Nov 06, 2006 15:04
Did we mention it's been a little bit wet? Just a touch? We have had a pineapple express parked over us for the month of November. As of this morning, we were between 6 and 7 inches of rainfall for the month of November in Mineral. Another 4-10 inches is predicted. 1 inch fell between midnight and 7 AM, and there were 3 inches on Saturday.
I'm glad I'm staying in town tonight. I think we are getting to the stage of soil saturation where slides become problematic. When your access to civilization is courtesy of one chokepoint road, cut between steep hillsides, bounding rivers, and lakes, well, you become sensitive. Especially if there's a history of problems. It's not fair, I suppose, to say that highway 7 is my sole access to work. I could also drive south and east, down to Morton, across to Centralia, to connect with I-5 (which also tends to flood in Centralia), up through Olympia, Tacoma, and across to the east side. Call it 3 hours, in perfect weather. In further nightmare scenarios, one of my co-workers reminded me that sometimes the 520 floating bridge is closed because of high winds. That's the bridge the bus takes. I did figure out the bus route, at least. 2 transfers, but such is life.

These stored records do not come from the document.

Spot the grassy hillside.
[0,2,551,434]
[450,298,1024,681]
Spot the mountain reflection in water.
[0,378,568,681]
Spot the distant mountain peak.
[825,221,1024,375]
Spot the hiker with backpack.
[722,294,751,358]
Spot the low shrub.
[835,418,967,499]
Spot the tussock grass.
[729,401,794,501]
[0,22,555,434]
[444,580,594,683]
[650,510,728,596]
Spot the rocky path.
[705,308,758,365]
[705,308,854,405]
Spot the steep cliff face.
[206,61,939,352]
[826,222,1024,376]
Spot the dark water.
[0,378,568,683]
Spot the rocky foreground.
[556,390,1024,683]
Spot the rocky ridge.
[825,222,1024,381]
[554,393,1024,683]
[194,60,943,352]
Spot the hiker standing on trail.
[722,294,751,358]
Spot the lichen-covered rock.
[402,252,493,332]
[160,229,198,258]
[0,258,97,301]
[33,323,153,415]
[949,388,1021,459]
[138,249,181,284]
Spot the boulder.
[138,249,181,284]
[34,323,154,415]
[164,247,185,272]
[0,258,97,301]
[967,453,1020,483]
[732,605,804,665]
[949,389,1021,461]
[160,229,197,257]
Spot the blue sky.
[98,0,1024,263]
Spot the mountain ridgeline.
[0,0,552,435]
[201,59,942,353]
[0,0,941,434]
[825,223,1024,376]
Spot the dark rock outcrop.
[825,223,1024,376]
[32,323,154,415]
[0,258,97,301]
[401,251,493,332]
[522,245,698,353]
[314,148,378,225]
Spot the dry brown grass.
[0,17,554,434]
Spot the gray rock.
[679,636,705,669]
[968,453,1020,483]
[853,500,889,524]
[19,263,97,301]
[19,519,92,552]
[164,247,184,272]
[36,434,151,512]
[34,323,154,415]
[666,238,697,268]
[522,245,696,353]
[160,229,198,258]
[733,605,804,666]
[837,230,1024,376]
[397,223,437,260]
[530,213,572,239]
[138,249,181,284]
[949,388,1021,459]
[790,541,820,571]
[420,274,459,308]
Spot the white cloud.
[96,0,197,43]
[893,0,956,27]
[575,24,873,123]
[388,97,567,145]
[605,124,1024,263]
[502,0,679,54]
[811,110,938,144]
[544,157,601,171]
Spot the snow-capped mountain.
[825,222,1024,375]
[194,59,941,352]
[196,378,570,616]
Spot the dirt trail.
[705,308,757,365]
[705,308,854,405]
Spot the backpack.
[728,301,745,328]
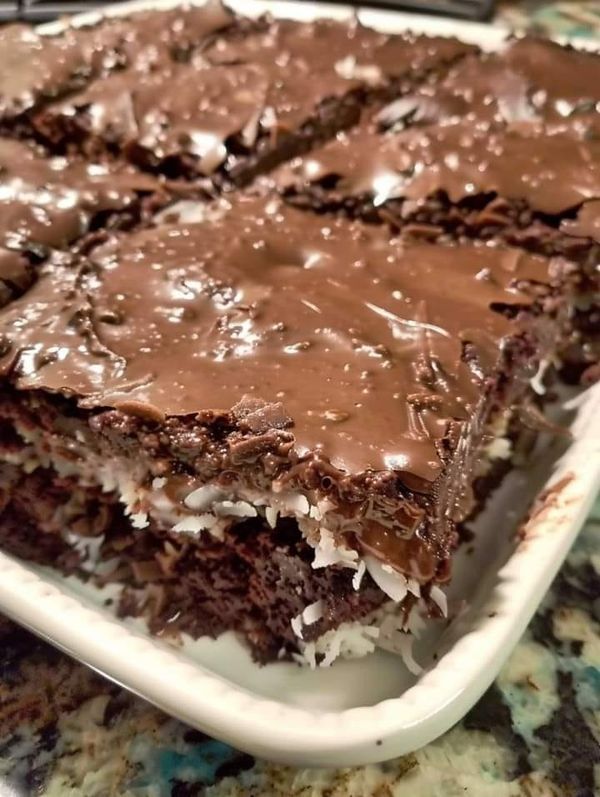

Anyway, dad just relayed a message from mom that the Kernahan Bridge over the Nisqually is "out". Whether that means "gone" or "damaged", I don't know, but it's no good. Skate Creek is up that way, but this late in the season, it's probably closed. But there is a whole little development over that bridge. Technically in Lewis County, but accessible only from Pierce County and that bridge for the winter months.
We went over the Nisqually this morning, and holy wow. It was filled bank to bank, and there were genuine LOGS floating down it. It was that muddy turbulent color that spells flooding, instead of the normal milky color of glacial runoff. We don't get flood warnings on it much, because it starts at the mountain, runs some 20 miles, mostly through National Park, and then empties into a hydro lake. The dam controls levels after that. And right now, the lake (Alder) is very very empty. Well, it was empty. It is filling rapidly. Instead of the usual meandering alluvial fan, there was fast-running water all the way down to where the road diverges from the lakeside.
Lake Meridian was actually a road for the part that they've done all the major construction on, but did have 6-8 inch standing water across from the mall. The grates on 405 were all lifted up so the leaves would stop clogging them. I have a window open reporting on the 520 bridge status, but it all seems okay now.
UPDATE:
Kids have been retrieved safely (did I mention that they are on the wrong side of that chokepoint?).
Mom and dad posit that the approaches to the Kernahan bridge washed out, and not the bridge itself.
River channel in Alder Lake no longer visible (at least I think that's what he said).
3.5 inches in Mineral from midnight to 4 PM.